The government responded to the confirmation request from OAS with the following letter:
"We confirm operational funding from July 1, 2012, to June 30, 2013, in the amount of $83,917.
[Signed] Nathan Shu" The junior has been unable to reconcile this confirmation to the records of OAS.
1. Funding from the government has been confirmed. Other significant revenues have been vouched to deposit slips and bank statements.
2. Expenses have been tested by analytical review, comparing current year with prior year, with explanations sought for significant variances. Explanations for many of the variances consist of "one-time project in 2011-12; not repeated in 2012-13 year" or "one-time project in 2012-13; not done in 2012-13."
3. Bank confirmation has been sent to the bank.

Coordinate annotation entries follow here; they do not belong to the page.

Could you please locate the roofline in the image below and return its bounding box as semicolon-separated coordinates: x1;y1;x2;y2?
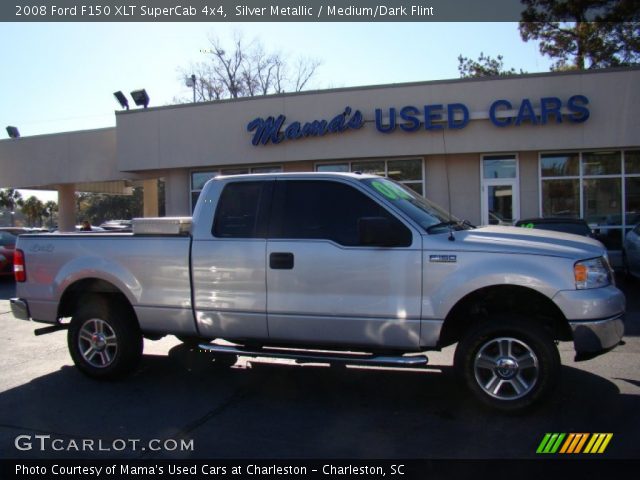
0;127;117;142
115;66;640;116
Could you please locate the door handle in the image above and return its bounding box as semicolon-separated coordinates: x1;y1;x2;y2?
269;252;293;270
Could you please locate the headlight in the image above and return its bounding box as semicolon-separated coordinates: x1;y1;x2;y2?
573;257;611;290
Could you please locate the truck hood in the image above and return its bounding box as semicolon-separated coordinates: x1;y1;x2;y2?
426;226;606;260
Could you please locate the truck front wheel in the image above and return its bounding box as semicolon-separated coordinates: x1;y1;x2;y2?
67;295;143;379
454;319;560;412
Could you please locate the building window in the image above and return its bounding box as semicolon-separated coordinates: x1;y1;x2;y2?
191;165;282;212
316;158;424;195
480;154;520;225
540;150;640;250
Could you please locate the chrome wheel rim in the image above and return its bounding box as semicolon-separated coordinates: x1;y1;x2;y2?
78;318;118;368
473;337;540;400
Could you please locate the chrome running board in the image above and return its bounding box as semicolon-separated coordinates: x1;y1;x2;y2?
198;343;429;367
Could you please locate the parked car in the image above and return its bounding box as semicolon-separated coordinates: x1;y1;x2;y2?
515;217;593;237
0;231;17;277
11;173;625;411
622;223;640;278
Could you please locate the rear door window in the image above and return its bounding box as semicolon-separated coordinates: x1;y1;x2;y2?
269;180;411;246
212;181;274;238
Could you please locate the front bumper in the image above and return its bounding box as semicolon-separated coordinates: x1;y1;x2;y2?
9;298;31;320
569;314;624;360
553;285;626;360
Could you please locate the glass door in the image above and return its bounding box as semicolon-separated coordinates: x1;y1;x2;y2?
481;155;520;225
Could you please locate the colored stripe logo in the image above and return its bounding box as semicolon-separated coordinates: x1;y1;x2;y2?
536;433;613;454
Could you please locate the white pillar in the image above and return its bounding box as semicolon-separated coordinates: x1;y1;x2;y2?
58;183;76;232
164;169;191;217
142;178;158;217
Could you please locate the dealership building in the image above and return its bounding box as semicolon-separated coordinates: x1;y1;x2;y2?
0;68;640;257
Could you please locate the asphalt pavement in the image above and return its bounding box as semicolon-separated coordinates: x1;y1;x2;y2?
0;280;640;459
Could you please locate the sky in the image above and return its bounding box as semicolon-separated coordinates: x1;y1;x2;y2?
0;22;551;200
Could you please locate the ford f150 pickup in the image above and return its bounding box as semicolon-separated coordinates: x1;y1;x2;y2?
11;173;625;411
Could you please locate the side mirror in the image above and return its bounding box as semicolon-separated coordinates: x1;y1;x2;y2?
358;217;411;247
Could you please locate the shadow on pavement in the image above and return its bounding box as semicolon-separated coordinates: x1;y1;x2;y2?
0;345;640;458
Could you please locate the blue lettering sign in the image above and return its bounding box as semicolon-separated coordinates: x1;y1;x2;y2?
567;95;589;123
447;103;469;129
516;98;538;125
400;106;421;132
489;100;513;127
247;107;364;145
247;115;285;145
247;95;590;145
424;104;444;130
376;107;396;133
540;97;562;125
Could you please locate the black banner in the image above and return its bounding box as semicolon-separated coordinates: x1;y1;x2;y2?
0;458;640;480
0;0;640;22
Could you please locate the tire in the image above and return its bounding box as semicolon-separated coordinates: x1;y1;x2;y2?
454;319;560;413
67;294;143;380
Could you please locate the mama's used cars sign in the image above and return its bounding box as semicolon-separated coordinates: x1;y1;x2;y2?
247;95;589;145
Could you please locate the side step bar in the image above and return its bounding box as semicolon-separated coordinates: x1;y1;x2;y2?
198;343;429;367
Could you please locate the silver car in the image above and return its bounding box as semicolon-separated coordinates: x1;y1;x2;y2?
622;223;640;278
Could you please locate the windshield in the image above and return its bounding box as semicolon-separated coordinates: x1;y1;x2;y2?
362;178;472;234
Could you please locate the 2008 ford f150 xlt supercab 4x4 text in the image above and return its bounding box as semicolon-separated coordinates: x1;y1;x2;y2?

4. There were no significant additions to capital assets. Three computers were sold to a school for use by children with disabilities. A gain of $3,500, an amount equal to the proceeds, has been recorded. The units were part of a donation to OAS of five computers made by a local company last year.
5. Accounts receivable, except for the $10,500 booked by the junior, were not considered significant. Inventory and prepaids were also not significant.
6. Accounts payable were tested by vouching to invoices. The junior performed a search for unrecorded liabilities by reviewing all invoices received after June 30. He found nothing significant.
7. The only other liability on the books of OAS is the deferred funding for the $9,167.
8. Planning in all other respects reflects a typical recurring audit engagement. Audit risk was assessed as low. A substantive audit approach has been used. There is no comment on internal controls in the file.
9. No work has been done on the capital funding received by OAS.
In prior years, OAS had very few projects funded by corporate and non-profit sponsors. Each sponsor received a schedule pre pared by Cathy of revenues and expenses for the project. Expenses on the schedule include an amount for overhead administration (mostly salaries and office rent). Your firm did not comment on the schedules, although Cathy informed you that she attached a copy of the review engagement report to the schedules when sending them to sponsors.
Cathy sets up a receivable for additional funding when a project does not break even. OAS has successfully solicited additional funding from sponsors for about half of the projects for which a receivable was set up. The receivables from prior years still remaining on the books total about $7,500. In the 2012-13 year, OAS continued to pursue corporate sponsorships in an effort to be more self-sufficient. Five out of eight new projects did not break even for a total of $6,900, and a receivable was set up.
OAS's financial statements do not distinguish between operating and capital funding. However, when she has time, Cathy updates a listing that tracks capital funding and expenditures.
OAS had total operating revenues for 2012-13, before adjustments made by the junior, of $140,000.